For the first time since March of 1993, the full moon rising from the east will be a perigee full moon, or “super moon.” What that means, according to NASA, is that the lunar orbit is much closer to the Earth than usual.
The last time the moon’s slow spin brought it so near to us was 18 years ago. It’s not expected to happen again until 2029.
NASA says the moon will appear 14 percent bigger and 30 percent brighter. But the key to getting the most out of this celestial event lies in looking to the sky at the right time.
Peer at the moon as it rises over the horizon and it will likely appear “absolutely enormous,” says NASA.
It’s long been lore to blame a full moon for misfortune, and there’s plenty of Internet speculation – some by actual scientists -- that this weekend’s “super moon” triggered last week’s mega-earthquake and tsunami that crushed the coast of Japan.

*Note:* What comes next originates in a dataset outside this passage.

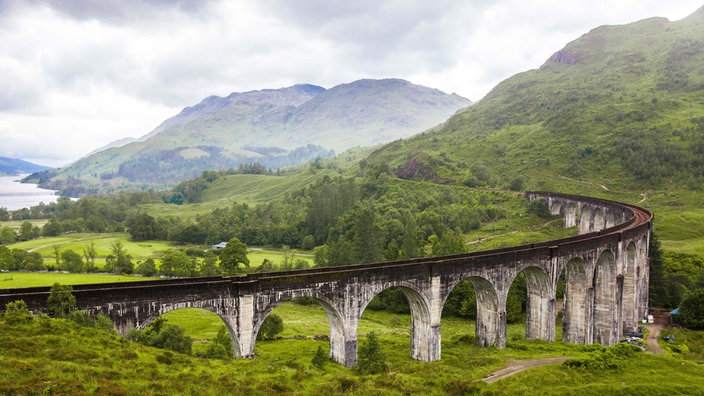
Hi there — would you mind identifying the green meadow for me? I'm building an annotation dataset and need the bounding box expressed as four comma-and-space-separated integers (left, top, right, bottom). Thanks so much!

Though the catastrophic 9.0 quake was so powerful it shifted the Earth’s axis 6.5 inches, moved Japan’s coast eight feet and slightly shortened the length of our planet’s day, NASA says the super moon had absolutely nothing to do with it. There are myths out there that suggest the full moon, and especially the Super Moon affect the human body as well... Yet those are just folklore... Or are they?
This full moon will, however, bring higher "high tides" to the Atlantic Ocean, Chesapeake Bay and other local rivers.
The National Weather Service says tonight’s weather should be just fine for viewing the rare super moon. Temperatures will be a bit chillier than last night, but bearable and the only clouds in the sky, here in Virginia, will be high and thin.
It should be a beautiful sight, let me know if anyone catches any Super Duper Snapshots!